6. 58% of consumers want brands to follow up with them in a personalised way post-purchase
Source: McKinsey
Personalisation is a hot topic, and doing it right requires the right tools to identify customers to deliver relevant messaging. Just knowing their name doesn’t cut it anymore. In fact, 76% of consumers get frustrated when they don’t receive personalised experiences from brands. Providing quality, personalised aftercare can improve brand perception and drive loyalty, and your CDP can help you to record transactions and ensure you’re talking to the right customer about the right product in post-purchase interactions.
7. Customer service agent turnover rates are consistently between 30% and 45% globally. The average tenure for entry-level agents is around a year
Staff retention is an ongoing concern for many businesses, but customer service is a particularly high-turnover discipline. Training new staff is a time-sap and distracts line management from the job they were hired to do, providing brilliant customer service. internal knowledge base chatbots can help train and retain staff by putting everything they need to do their jobs at their fingertips. Combined with a CDP to help resolve issues, customer service can be about providing faultless service rather than grappling with the basics. Equally, chatbots can help elsewhere. Returns and WISMO (Where IS My Order) chatbots, for example, can help relieve the strain on customer service teams by allowing consumers to self-serve.
8. Retail spending via chatbots will reach $142 billion by 2024
Source: Juniper Research
And talking of chatbots, this Juniper Research prediction represents a growth rate of over 400% in retail expenditure from 2019, with chatbots set to drive an explosion in self-service retail. PSFK data suggests that 74% of customers prefer chatbots because they can provide instant answers, and companies that use them in retail are viewed as efficient (47%), innovative (40%), and helpful (36%). Simple, scripted chatbots can be set up easily using self-serve interfaces, whereas more complex AI chatbots can learn from interactions and improve their efficacy autonomously over time.
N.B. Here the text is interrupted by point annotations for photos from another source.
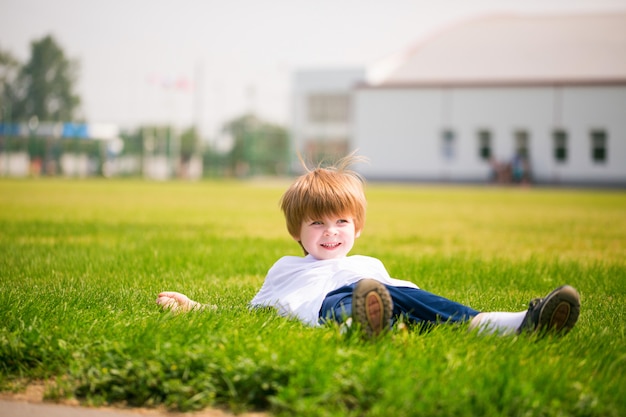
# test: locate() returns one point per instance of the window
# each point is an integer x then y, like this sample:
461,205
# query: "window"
559,139
598,146
448,144
329,108
521,144
484,144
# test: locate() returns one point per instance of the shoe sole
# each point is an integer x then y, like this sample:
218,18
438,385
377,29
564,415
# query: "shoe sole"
372,307
560,310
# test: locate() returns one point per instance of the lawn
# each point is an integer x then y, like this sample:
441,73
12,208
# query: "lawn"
81,263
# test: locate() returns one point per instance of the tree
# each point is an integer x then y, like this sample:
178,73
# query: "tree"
45,85
9,68
259,148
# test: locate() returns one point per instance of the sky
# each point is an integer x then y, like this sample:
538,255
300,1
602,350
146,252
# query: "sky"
204,62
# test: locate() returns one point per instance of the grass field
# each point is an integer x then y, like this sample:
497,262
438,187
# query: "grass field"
81,263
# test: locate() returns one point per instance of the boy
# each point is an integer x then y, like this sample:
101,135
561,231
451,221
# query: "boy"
325,212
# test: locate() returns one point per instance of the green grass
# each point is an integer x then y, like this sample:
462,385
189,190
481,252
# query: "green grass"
81,263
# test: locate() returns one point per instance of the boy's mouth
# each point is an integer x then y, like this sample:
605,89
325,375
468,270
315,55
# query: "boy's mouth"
330,245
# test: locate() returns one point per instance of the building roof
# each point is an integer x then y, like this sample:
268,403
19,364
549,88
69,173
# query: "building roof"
515,49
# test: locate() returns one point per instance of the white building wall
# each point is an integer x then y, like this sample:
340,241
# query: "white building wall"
308,82
400,130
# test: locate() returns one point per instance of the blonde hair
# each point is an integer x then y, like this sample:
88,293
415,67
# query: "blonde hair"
323,191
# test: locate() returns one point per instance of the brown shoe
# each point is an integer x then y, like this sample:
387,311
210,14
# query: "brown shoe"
557,312
372,307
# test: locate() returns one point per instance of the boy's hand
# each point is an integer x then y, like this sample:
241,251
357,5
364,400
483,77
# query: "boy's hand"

9. None of the top 25 UK retail brands offer a voicebot for customer service
Source: CM.com
Catering for the 69% of people that prefer to use the phone for customer service is important, but doing that out of hours can prove costly for retailers who aspire to 24/7 customer service. A voicebot bridges the gap between automation and the human touch these consumers crave, and with that human touch comes the ability to deliver round-the-clock service and customer query triage to divert calls directly to human agents as required.
10. Just 2 of the top 25 UK retail brands (8%) offer 24-hour customer service
Source: CM.com
In an era where customers demand near-immediate answers to their queries, it’s perhaps surprising that only two of our 25 surveyed UK retail brands offered 24-hour customer service. We’ve already mentioned chatbots, and voicebots for customer service, but their use to provide round-the-clock customer care reduces staff fatigue and overheads. If UK retailers are concerned about the level of expertise needed to administer chatbots, for example, they needn’t be. Low-code/no-code solutions are available for teams who lack extensive technical support.